Twiddler’s Syndrome, first described in 1968, refers to permanent malfunction of a pacemaker secondary to manipulation of the pulse generator within its pocket.1 This leads to ineffective ventricular pacing due to displacement of the leads. This syndrome most commonly occurs in elderly, obese, and psychiatrically ill patients2 within the first six months after ICD implantation; however, it can occur at any time, and can lead to eventual cardiovascular compromise if not treated promptly.
Here we report a case of a female patient who presented to the hospital after a wireless monitor triggered an alert, revealing evidence of a lead fracture in her ICD. She presented to the hospital in atrial fibrillation (AF), and was admitted for telemetry monitoring and right ventricle lead revision.
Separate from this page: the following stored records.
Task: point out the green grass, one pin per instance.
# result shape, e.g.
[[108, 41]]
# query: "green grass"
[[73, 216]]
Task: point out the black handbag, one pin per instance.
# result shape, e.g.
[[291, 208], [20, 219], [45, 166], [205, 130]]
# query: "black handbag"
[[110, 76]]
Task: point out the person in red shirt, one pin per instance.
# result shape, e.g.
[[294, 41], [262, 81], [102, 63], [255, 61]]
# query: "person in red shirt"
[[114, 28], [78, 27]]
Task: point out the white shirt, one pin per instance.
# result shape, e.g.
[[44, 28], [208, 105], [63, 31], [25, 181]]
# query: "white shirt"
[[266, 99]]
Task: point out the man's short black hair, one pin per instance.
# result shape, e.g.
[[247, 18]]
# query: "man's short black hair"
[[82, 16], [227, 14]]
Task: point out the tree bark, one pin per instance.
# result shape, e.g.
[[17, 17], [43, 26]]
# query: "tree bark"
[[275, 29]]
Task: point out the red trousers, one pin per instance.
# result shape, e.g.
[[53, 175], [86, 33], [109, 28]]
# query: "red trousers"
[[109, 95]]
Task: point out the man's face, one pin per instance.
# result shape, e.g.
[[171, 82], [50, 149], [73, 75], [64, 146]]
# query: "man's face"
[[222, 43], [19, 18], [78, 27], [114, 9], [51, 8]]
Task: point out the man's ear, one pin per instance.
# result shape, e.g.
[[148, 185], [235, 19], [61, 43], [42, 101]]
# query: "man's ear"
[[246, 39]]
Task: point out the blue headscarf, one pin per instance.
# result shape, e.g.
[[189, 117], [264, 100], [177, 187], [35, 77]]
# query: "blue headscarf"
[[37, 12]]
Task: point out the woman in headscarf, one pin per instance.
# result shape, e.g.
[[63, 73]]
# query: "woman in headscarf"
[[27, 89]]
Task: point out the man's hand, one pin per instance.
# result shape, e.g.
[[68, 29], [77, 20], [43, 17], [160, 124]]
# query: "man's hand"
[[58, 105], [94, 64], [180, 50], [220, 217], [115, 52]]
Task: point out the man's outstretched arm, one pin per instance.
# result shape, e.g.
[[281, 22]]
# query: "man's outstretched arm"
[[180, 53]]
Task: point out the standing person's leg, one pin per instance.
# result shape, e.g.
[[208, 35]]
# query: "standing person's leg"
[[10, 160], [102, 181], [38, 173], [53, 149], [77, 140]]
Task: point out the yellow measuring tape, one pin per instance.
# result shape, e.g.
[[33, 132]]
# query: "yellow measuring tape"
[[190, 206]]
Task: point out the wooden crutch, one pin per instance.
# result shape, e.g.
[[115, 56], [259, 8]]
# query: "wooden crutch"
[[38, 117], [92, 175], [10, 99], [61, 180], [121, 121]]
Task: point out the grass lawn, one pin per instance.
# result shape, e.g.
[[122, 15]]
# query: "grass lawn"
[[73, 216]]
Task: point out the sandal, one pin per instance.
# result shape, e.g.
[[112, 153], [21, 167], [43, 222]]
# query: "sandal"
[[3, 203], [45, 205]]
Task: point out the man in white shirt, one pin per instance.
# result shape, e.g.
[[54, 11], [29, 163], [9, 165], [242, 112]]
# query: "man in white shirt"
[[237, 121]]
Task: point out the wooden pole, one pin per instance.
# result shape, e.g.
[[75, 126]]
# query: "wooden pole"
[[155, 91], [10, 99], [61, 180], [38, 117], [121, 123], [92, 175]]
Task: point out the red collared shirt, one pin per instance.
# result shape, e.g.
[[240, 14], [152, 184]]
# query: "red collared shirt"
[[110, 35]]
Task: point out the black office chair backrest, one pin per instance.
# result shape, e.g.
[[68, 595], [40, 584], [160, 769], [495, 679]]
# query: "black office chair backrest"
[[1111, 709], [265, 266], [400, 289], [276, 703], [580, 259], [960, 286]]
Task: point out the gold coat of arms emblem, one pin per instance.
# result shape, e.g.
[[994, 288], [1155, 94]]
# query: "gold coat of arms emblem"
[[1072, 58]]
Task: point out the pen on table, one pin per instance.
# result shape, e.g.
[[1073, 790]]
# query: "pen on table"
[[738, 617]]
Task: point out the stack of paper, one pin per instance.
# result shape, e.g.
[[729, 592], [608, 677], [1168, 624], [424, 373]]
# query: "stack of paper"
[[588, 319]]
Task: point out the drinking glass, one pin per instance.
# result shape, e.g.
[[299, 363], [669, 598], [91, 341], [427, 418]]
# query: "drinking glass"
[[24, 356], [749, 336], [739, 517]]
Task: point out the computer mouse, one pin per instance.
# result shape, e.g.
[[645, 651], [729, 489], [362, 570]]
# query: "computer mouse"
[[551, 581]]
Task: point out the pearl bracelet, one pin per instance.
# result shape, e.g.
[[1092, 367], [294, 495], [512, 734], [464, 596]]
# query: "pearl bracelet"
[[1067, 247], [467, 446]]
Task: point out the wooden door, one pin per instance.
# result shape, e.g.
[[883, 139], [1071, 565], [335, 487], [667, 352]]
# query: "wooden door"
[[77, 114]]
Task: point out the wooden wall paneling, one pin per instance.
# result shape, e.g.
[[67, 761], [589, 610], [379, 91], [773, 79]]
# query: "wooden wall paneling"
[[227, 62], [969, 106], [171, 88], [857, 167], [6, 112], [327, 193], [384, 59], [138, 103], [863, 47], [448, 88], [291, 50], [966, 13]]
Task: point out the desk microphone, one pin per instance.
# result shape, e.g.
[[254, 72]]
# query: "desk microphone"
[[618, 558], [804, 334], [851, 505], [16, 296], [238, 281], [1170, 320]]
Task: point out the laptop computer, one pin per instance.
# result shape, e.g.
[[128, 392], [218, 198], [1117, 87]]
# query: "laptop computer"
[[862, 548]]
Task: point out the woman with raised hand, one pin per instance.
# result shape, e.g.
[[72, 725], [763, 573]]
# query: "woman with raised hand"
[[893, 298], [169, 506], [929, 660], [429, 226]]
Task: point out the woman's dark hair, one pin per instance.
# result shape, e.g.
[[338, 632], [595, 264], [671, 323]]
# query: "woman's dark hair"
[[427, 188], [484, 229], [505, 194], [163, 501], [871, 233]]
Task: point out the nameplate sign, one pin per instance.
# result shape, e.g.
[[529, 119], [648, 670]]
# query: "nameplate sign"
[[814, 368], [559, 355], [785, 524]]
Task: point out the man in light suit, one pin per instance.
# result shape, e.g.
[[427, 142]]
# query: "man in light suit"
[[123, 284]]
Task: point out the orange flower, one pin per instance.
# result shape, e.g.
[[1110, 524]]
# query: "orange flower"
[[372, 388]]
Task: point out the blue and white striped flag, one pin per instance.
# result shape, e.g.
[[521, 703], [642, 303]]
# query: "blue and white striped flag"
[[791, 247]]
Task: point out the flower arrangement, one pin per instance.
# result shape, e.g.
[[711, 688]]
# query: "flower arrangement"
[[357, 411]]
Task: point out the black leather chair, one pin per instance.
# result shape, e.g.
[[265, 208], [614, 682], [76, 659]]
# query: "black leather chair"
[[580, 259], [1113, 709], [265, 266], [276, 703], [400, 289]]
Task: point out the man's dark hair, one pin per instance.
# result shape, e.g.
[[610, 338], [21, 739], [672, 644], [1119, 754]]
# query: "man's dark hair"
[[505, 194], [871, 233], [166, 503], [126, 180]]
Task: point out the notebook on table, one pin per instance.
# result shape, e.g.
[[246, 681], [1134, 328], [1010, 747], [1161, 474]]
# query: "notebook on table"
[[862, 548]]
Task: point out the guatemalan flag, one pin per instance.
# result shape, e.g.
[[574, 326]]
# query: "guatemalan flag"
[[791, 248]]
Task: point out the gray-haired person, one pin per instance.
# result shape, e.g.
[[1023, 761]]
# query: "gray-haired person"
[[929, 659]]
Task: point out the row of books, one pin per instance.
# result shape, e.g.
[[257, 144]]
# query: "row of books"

The patient underwent successful lead revision and was discharged with close follow-up monitoring.
The patient is a 76-year-old woman with a past medical history significant for an apical variant of hypertrophic cardiomyopathy with chronic persistent AF and ventricular tachycardia (VT) status post implantable cardioverter defibrillator (ICD) implantation in 2000, with subsequent generator change in 2008. The patient presented to Maine Medical Center in December 2009 after her wireless device monitor triggered an alert, revealing evidence of a lead fracture. The device showed an abrupt increase in impedance in the superior vena cava (greater than 200 ohms) as well as increased impedance of the right ventricular coil. There was no evidence of high frequency noise on the lead to suggest paced sense fracture. Because of her reported history of appropriate VT/VF in the past due to shock coil lead failure, she was admitted for lead revision.
The patient’s past medical history was significant for chronic kidney disease, hypertension, dyslipidemia, restrictive lung disease, and diastolic heart failure. The patient reports a five-pound weight loss in the last two weeks, as well as increased shortness of breath. She also reports being bothered by the location of her implantable cardioverter-defibrillator (ICD). All other systems were negative.
Upon physical exam, her heart rate was 81 bpm, respiratory rate 16, blood pressure 127/71, SpO2 93% on room air. She had mildly elevated jugular venous pressure with no thyromegaly. Her cardiovascular review showed irregular rhythm and rate with a systolic ejection murmur that increases with Valsalva. ECG showed atrial fibrillation with controlled ventricular response, voltage criteria for LVH was present.
The patient was admitted for telemetry monitoring and right ventricle lead revision. The patient remained in AF throughout the hospital stay; she had one episode of non-sustained VT of five beats, but remained asymptomatic. On day 3, the patient underwent successful right ventricle lead revision. During the procedure, visual inspection revealed that the device moved quite easily in its pocket and there was twisting of the superior vena cava lead consistent with Twiddler’s Syndrome. Once new leads were placed, the device was secured in the pocket with sutures. The patient tolerated the procedure without any complications and was discharged on day 4 with close follow-up.
A majority of patients with Twiddler’s Syndrome do not admit to conscious manipulation of the ICD; however, many complain of a local discomfort or awareness that the generator is rotating in the subcutaneous pocket.3 It is hypothesized that it is the location of the generator that can induce subconscious manipulation. This rare syndrome, with a reported frequency of 0.07-7%, occurs most commonly when the generator is implanted in lax subcutaneous tissue (i.e., the abdomen of an obese patient). Careful suturing of the device to underlying fascia and matching the pocket size to the device size can help to decrease the risk of conscious or subconscious patient manipulation.
This case illustrates the presentation and management of Twiddler’s Syndrome. This unfortunate psychiatric predilection to twisting the ICD in its pocket can lead to rapid cardiovascular compromise and failure of the device to sense and treat an arrhythmia. Other adverse outcomes of lead displacement include possible stimulation of the ipsilateral phrenic nerve and brachial plexus causing diaphragmatic contractions and rhythmic arm twitching.2 Therefore, it is important to monitor all patients with implanted ICDs for the development of this syndrome.
Disclosures: The authors have no conflicts of interest to report.
- Bayliss C, Beanlands D, Baird R. The pacemaker-twiddler’s syndrome: a new complication of implantable transvenous pacemakers. Can Med Assoc J. 1968;99(8):371-373.
- Gkinos C, Manouras A, Lagoudianakis EE, et al. Twiddler’s syndrome. Hellenic J Cardiol. 2007;48(5):300-301.
- Navone A, Picone A, Boahene K. Defibrillator twiddler’s syndrome: a rare cause of implantable cardioverter-defibrillator failure. Heart. 1996;76:455-456.
- Mandal S, Pande A, Kahali D. A Rare Case of Very Early Pacemaker Twiddler’s Syndrome. Heart Views. 2012;13(3):114-115.